Tuesday, 22 July 2014

12 July to 17 July – Barn Hill, Port Smith, Eighty Mile Beach, Marble Bar & Port Hedland

12 July – RAIN!!!! Yes we had rain today for the first time since we left Vic 45 days ago & it’s cold! Left Broome for Barn Hill station about 100km south with a lovely beachside setting. When the rain stopped we had a pre-dinner stroll along the beach – more beautiful white sand, rocks & red cliffs.
Cool Barn Hill beach

Barn Hill Beach

Barn Hill Bowls

13 July – woke to a wet tent after a rainy night. Checked out the little market at the caravan park (quaint) then took another stroll down to the beach. Then a walk to the top of Barn Hill – a ten metre high hill but could see for miles in every direction as it’s very flat here.
We then drove to Port Smith & went for a walk along the beach below the white cliffs. The contrast between the white cliffs & sand, the blue water & black rocks in the water was great. Many interesting shells & patterns in the rocks along the beach. The sun re-appeared in the arvo.
Port Smith Beach


14 July – started the day watching the tide come in over the sand flats – a 9.6 metre tide over gently sloping sand moves very quickly & often strands fisherman on sand bars or rises to where they had parked. Fascinating to watch the speed it rose. Anne then naturally jumped in for a swim??
Next stop – Eighty Mile Beach & a drive along the enormous stretch of sand covered with sea shells. Again the tide is huge & people were walking 100’s of metres from the high tide mark out on the sand bars. The water would be well over their heads in a few hours. Yet another beautiful sunset over the water.
Port Smith - low tide

Port Smith - high tide (Anne standing in water)


Suby on 80 mile beach
15 July – the drive from Broome to Port Hedland has been through pretty harsh country – flat, dry tall grass, scrappy little shrubs struggling to survive – these interspersed with sections of burnt scrub & then patches of bright yellow wattle to break the monotony – at least the beaches & camping grounds were good.
We headed east towards Marble Bar – Australia’s hottest town & featuring a Jasper (not marble) Bar across the river (Anne was keen , I was luke warm). More harsh country before reaching the hills approaching the town. The hills are still harsh but colourful – orange, yellow, shades of red, purple, black all contrasting the green trees & spinifex. Did a quick “heritage walk” around the town. A bit of a mish-mash of old & new spread over a wide area with a fascinating history. Dinner at the Ironclad Hotel.
16 July –A visit to Comet gold mine & museum then off to Glen Herring Gorge followed by Marble Bar Pool (the coloured rocks at the bar were stunning (red, yellow, blue, black etc) & Chinaman’s Pool which had masses of birds including a plague of corella’s.  Turns out it was worth the 300km detour – one to Anne. Stopped at a free camp beside the Coongan River at Doolena Gorge for the night – stunning again.
Entry to Marble Bar
Marble (Jasper) Bar Pool

Doolena Gorge
17 July – off to Port Hedland, one of the busiest ports in Australia with up to 45 ships moored offshore waiting to be loaded with iron ore, salt, copper, aluminium & other resources. Has to wait for a train at the crossing – 248 carriages & 4 locomotives, it took over 5 minutes to pass – yes we are in mining territory. Further evidence is the number of 4 trailer road trains – Anne counted 98 wheels.

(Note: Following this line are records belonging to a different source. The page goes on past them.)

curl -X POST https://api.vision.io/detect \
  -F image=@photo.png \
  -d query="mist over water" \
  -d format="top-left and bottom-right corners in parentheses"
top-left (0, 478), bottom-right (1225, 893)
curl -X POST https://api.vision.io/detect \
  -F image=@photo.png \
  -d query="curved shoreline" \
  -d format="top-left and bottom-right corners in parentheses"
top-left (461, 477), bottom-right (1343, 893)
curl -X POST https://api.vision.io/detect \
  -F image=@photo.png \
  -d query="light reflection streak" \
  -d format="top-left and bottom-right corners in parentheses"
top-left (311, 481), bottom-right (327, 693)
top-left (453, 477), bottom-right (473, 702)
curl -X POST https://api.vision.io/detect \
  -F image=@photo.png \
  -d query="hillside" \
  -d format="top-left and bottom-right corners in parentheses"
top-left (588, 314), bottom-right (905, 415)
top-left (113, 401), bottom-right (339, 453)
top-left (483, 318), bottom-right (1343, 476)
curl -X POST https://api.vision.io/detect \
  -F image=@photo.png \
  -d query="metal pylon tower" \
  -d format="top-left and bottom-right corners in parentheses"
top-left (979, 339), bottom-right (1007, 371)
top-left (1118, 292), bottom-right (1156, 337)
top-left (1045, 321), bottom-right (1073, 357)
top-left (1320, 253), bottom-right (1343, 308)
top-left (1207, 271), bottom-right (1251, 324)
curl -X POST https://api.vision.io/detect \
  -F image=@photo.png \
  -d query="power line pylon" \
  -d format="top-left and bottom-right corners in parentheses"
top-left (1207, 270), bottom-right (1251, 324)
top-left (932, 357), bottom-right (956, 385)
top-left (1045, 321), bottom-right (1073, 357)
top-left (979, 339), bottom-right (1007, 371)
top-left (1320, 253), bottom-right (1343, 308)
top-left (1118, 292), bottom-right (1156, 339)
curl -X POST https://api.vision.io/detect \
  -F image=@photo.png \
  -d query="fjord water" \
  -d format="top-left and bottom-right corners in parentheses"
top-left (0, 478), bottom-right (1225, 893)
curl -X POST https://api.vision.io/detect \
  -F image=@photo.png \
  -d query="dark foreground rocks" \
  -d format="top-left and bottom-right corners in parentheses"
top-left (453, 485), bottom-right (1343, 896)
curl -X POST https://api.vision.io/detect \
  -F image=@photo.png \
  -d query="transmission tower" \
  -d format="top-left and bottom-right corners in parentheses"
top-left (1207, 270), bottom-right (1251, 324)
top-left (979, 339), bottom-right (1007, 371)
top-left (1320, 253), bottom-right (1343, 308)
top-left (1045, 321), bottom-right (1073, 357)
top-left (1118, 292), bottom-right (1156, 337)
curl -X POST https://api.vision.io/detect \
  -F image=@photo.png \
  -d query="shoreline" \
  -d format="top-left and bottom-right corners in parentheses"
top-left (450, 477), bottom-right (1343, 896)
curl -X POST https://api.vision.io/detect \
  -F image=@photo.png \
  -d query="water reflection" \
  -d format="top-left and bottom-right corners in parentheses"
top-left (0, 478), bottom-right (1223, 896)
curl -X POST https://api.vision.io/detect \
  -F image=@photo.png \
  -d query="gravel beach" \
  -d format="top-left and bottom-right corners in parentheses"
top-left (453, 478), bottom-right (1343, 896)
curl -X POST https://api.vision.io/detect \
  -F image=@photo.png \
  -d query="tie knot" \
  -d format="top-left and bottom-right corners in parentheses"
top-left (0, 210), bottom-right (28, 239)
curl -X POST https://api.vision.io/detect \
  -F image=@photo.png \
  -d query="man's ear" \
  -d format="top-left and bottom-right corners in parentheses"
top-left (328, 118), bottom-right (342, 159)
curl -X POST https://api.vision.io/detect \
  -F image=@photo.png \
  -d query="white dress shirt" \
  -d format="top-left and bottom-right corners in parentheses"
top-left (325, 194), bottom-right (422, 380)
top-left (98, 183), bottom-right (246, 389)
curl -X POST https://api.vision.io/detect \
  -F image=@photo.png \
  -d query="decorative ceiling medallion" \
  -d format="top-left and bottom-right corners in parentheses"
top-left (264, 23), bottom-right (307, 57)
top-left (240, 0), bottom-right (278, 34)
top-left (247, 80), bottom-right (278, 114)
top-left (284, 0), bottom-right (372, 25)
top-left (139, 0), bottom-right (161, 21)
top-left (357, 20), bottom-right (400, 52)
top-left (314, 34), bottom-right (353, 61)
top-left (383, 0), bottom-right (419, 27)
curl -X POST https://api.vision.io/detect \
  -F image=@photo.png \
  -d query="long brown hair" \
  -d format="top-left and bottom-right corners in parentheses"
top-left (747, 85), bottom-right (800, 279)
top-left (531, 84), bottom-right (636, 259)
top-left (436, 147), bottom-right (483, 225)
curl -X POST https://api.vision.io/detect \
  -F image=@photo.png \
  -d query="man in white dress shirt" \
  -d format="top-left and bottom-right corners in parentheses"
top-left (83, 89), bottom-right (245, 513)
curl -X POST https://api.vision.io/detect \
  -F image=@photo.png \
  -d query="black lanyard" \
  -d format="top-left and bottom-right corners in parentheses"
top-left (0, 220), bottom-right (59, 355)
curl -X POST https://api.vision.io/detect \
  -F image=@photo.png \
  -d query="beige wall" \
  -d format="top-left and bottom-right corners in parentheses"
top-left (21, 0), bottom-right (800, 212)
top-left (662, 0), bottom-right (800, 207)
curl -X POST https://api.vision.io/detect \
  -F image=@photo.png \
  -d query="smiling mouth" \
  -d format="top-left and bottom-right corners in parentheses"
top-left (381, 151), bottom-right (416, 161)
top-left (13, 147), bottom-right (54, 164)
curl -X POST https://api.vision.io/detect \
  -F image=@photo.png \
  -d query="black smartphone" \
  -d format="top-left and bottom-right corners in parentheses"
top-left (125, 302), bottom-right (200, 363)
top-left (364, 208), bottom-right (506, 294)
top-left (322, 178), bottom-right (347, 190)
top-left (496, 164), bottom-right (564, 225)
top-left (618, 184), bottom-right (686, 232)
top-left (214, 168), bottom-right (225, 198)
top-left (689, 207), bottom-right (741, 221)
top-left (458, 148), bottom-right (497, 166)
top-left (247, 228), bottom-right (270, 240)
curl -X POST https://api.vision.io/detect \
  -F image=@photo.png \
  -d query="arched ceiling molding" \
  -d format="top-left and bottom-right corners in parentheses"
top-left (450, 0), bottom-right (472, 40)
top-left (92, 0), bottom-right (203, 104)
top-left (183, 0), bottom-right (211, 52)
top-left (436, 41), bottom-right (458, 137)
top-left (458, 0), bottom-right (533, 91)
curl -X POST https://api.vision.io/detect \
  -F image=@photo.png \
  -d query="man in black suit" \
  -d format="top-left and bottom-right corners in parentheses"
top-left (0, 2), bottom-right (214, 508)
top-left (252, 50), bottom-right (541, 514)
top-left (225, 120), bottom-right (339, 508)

Had a stroll around the port area & older part of town before taking a tour of the BHP port facility. What a massive facility just to facilitate the transfer of the iron ore from the trains to the ships. Huge machinery is used. Each individual train carriage holds more than an entire 4 trailer road train & each train has 248 carriages – that’s a lot of ore, mostly headed for China. Started to rain as we set up camp.